[ruby-core:109564] [Ruby master Feature#18965] Further Thread::Queue improvements
From:
"byroot (Jean Boussier)" <noreply@...>
Date:
2022-08-18 19:59:35 UTC
List:
ruby-core #109564
Issue #18965 has been updated by byroot (Jean Boussier).
> That would mean basically ignoring the timeout, not great.
Maybe my writing wasn't clear. I don't suggest to ignore the timeout, but to either append all items or none. If there isn't enough space available, wait for as long as the timeout allows you to.
> I think for these batch push/pop, they should be motivated with benchmarks (ideally based on some real use-case) and a proof-of-concept PR.
Like the previous changes I requested on queue, this is motivated by a real world use case, basically I'd like to use a SizedQueue in this code: https://github.com/Shopify/statsd-instrument/blob/da8a74c7fbe8fdd421aa1df7eda2a996bc7c3f11/lib/statsd/instrument/batched_udp_sink.rb#L93-L123
This library has a background thread that monitors a queue, everytime the queue has X items or that Y seconds have passed, it flushes the queue and emit `statsd` events.
I can try implementing the suggested feature and then benchmark that code using it.
> The kwarg seems a bit confusing given the existing positional arg (Queue#pop(non_block=false)).
Indeed, in my mind the positional argument would be somewhat deprecated.
> Is there any core method currently with a nonblock keyword argument?
I don't think so.
> Why not exception: false which seems more standard and established, i.e., queue.pop(true, exception: false)?
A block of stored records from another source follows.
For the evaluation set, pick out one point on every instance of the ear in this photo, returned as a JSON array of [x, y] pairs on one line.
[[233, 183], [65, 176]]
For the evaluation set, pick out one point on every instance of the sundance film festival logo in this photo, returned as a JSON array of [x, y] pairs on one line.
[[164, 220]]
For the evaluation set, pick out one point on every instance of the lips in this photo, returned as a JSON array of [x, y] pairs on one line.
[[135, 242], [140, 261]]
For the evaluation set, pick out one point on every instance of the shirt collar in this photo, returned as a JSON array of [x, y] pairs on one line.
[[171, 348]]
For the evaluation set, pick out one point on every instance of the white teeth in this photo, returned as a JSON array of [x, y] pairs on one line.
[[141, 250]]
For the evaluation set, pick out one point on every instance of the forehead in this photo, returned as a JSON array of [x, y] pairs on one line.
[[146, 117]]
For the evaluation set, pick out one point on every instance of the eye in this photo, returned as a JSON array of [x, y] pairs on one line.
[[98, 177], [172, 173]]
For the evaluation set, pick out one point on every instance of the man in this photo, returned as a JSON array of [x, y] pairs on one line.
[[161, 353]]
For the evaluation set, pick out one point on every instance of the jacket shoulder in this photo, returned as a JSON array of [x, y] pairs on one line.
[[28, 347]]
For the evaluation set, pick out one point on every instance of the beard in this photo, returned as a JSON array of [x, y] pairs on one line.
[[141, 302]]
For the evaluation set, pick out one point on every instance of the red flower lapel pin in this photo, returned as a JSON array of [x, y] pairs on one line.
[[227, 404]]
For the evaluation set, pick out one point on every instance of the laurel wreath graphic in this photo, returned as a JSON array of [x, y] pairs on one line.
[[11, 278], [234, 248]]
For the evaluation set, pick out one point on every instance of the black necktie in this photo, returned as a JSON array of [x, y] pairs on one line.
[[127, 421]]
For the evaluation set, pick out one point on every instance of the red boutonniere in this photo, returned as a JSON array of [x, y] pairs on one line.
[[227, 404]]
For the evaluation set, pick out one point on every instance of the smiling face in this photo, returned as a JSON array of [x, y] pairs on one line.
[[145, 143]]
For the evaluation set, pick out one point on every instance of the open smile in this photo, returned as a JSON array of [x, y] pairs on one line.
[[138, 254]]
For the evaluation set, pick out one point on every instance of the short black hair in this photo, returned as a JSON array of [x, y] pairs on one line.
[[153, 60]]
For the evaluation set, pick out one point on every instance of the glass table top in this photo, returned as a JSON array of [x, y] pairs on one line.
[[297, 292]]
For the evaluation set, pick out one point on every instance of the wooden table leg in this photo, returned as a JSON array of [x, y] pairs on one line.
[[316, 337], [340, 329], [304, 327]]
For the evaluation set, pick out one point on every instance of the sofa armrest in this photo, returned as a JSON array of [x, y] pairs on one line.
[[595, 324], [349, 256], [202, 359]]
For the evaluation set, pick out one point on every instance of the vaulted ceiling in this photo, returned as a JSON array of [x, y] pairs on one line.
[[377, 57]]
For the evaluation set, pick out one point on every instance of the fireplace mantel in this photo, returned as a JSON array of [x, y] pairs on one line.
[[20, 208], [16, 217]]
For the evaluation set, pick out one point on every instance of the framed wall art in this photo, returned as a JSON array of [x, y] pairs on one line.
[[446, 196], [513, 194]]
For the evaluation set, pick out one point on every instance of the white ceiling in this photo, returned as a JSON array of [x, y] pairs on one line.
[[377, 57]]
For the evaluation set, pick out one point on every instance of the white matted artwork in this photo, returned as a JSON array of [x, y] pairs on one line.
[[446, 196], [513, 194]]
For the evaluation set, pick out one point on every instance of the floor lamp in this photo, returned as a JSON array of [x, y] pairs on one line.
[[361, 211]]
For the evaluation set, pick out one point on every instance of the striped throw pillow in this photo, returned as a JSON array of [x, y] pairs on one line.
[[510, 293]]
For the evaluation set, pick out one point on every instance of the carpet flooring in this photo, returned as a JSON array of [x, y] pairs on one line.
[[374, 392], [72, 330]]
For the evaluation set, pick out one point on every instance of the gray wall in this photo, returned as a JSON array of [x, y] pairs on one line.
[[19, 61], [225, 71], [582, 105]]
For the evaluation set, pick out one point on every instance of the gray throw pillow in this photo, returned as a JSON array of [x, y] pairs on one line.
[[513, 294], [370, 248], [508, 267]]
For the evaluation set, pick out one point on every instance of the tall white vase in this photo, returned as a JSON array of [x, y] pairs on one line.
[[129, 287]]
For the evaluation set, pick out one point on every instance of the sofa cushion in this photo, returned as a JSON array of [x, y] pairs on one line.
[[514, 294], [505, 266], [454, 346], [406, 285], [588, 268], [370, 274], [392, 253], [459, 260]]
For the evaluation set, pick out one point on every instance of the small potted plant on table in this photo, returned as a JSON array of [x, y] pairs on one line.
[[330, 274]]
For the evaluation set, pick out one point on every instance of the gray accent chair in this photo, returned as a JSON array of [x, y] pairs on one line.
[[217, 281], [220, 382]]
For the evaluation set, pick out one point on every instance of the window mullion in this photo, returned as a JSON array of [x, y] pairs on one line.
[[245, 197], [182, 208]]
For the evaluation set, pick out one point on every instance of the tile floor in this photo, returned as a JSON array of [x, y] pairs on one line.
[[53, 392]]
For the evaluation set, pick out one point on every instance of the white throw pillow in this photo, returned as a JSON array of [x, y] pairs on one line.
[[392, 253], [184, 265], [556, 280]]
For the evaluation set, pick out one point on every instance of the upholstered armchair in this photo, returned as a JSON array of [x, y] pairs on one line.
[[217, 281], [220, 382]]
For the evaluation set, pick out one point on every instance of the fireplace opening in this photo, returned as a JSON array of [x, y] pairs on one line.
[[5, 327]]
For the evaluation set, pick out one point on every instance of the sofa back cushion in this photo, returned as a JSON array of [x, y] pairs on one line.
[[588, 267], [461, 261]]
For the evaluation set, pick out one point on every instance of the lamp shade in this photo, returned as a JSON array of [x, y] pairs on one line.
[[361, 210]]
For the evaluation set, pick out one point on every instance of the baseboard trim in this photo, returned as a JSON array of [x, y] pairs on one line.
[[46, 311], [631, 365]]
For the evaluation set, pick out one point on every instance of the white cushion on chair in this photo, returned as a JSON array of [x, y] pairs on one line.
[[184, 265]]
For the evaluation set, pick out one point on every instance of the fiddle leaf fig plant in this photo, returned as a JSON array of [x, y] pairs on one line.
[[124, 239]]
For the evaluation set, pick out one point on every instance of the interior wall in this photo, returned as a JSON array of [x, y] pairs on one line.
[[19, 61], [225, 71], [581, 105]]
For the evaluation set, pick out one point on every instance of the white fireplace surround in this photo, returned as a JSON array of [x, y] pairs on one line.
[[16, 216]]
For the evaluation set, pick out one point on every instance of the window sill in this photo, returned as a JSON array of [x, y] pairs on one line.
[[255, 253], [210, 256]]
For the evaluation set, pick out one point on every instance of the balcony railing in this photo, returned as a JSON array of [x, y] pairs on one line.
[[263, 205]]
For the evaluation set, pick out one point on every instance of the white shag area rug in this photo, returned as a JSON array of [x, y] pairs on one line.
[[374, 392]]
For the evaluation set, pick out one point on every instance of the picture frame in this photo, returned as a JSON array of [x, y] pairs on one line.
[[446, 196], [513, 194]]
Too verbose/inconvenient?
I think the main reason is that I don't like that positional argument. But yes `exception: false` would be consistent with `IO#read_nonblock`, except that if passed alone it does nothing, which is awkward.
> so it's just the default implementation adding one by one, hence addAll() is not atomic
I don't think that's really a problem, at least not for the use cases I envision, of a background thread collecting work and processing it in batches. Worst case if it's not atomic, the background thread will get the first element, and then get the rest on its next pop.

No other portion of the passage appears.